Within moments of Pope Benedict’s announcement that he was abdicating the Chair of St. Peter, secularists began demanding that the College of Cardinals choose a less rigid, more progressive pontiff; in other words, a pope who would repudiate Church teachings on chastity, same-sex “marriage,” divorce, contraception, abortion, and priestly celibacy.

Leading the charge was The New York Times, which devoted plenty of front page, above-the-fold space to castigating the Church and Benedict. The op-ed editor published, ad nauseam, the usual tired-old Catholic critics, including Garry Wills and Hans Küng.

And the moment secularists realized that Pope Francis is not a South American liberation theologian, but a bona fide Roman Catholic, a smear campaign against him commenced. He was falsely accused of being sympathetic to authoritarian Argentine governments and responsible for the deaths of two outspoken anti-government Jesuits (who were liberation theologians).

We should not be discouraged by this viciousness: attacks on the Church and demands that it abandon dogmas are hardly new. Secularist objections to many Church teachings go back generations and in some cases centuries.

To get a sense of these age-old battles, I recommend readers turn to the writings of the British convert Monsignor Ronald Knox.

Ronald Arbuthnott Knox (1885-1957) was the son and grandson of Anglican bishops, attended Eton and Oxford, became a fellow at Trinity College, and then an Anglican cleric in 1912. While serving as a chaplain at Oxford, he embraced Catholicism in 1917, and two years later was ordained a priest. A noted preacher, essayist, and literary stylist, he published numerous collections of sermons, retreat talks, and radio broadcasts.

Like his contemporaries, G.K. Chesterton, Hilaire Belloc, and Martin D’Arcy, Knox was a champion of what T.S. Eliot called the “permanent things.”  He believed that to effectively combat modernists one must merely “trust orthodox tradition to determine what he is to believe, and common sense to determine what is orthodox tradition.”

The forebears of contemporary Modernism, who today promote pantheism in cosmology and voluntarism in ethics, were peddling a similar agenda in Knox’s time. He wrote that there existed:

philosophers who question the adequacy of thought itself as a method of arriving at speculative truth; there are psychologists who deny the reality of human free will; there are anthropologists who would explain away religion as an illusion of the nursery; and meanwhile, aiming their shafts more directly at the Church to which I belong, historians are for ever turning up flaws in our title-deeds, and prophets of the age arraign our narrow outlook before the tribunal of human progress.

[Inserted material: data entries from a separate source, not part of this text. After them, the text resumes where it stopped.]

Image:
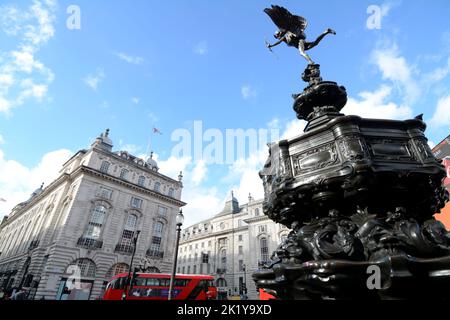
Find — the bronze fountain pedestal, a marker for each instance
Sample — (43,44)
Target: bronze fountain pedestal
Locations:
(360,197)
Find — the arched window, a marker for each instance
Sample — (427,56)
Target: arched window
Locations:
(155,246)
(223,259)
(117,269)
(95,225)
(264,249)
(221,282)
(124,174)
(128,230)
(105,167)
(87,267)
(141,181)
(158,228)
(153,270)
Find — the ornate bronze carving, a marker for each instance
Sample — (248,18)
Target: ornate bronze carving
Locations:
(359,195)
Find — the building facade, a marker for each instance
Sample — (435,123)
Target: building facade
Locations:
(442,152)
(232,245)
(71,237)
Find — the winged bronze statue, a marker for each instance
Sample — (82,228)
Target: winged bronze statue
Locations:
(292,31)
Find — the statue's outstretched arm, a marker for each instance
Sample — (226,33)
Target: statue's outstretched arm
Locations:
(276,43)
(310,45)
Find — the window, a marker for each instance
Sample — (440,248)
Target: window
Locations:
(105,193)
(141,181)
(221,283)
(87,267)
(223,259)
(264,249)
(124,174)
(158,228)
(95,225)
(128,231)
(105,167)
(117,269)
(162,211)
(136,203)
(156,244)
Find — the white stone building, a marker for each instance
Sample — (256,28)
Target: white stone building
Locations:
(84,222)
(231,246)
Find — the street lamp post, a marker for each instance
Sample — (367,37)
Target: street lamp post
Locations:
(128,284)
(179,221)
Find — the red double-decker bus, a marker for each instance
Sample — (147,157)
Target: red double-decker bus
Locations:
(155,286)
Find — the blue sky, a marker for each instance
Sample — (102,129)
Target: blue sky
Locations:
(138,64)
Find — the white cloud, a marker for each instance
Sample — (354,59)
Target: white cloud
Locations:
(22,75)
(248,92)
(201,48)
(395,68)
(17,181)
(93,80)
(199,172)
(153,117)
(441,116)
(374,105)
(129,58)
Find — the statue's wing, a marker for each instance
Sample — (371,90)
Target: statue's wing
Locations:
(287,21)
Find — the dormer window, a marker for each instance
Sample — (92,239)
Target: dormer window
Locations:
(136,203)
(104,167)
(124,174)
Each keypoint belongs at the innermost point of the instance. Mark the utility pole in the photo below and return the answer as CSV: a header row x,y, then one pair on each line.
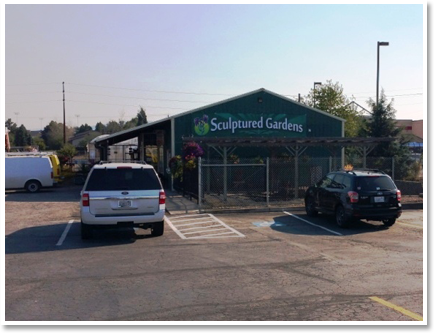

To counter these and other assaults on faith, Knox penned a work of classic apologetics entitled The Belief of Catholics [1] (1927).


        Msgr. Ronald Knox

In the first chapter, “The Modern Distaste For Religion,” he concedes that “agitators, publicists and quack physicians” have had a negative impact, with the result that religion “as a factor in English public life has steadily and visibly declined.”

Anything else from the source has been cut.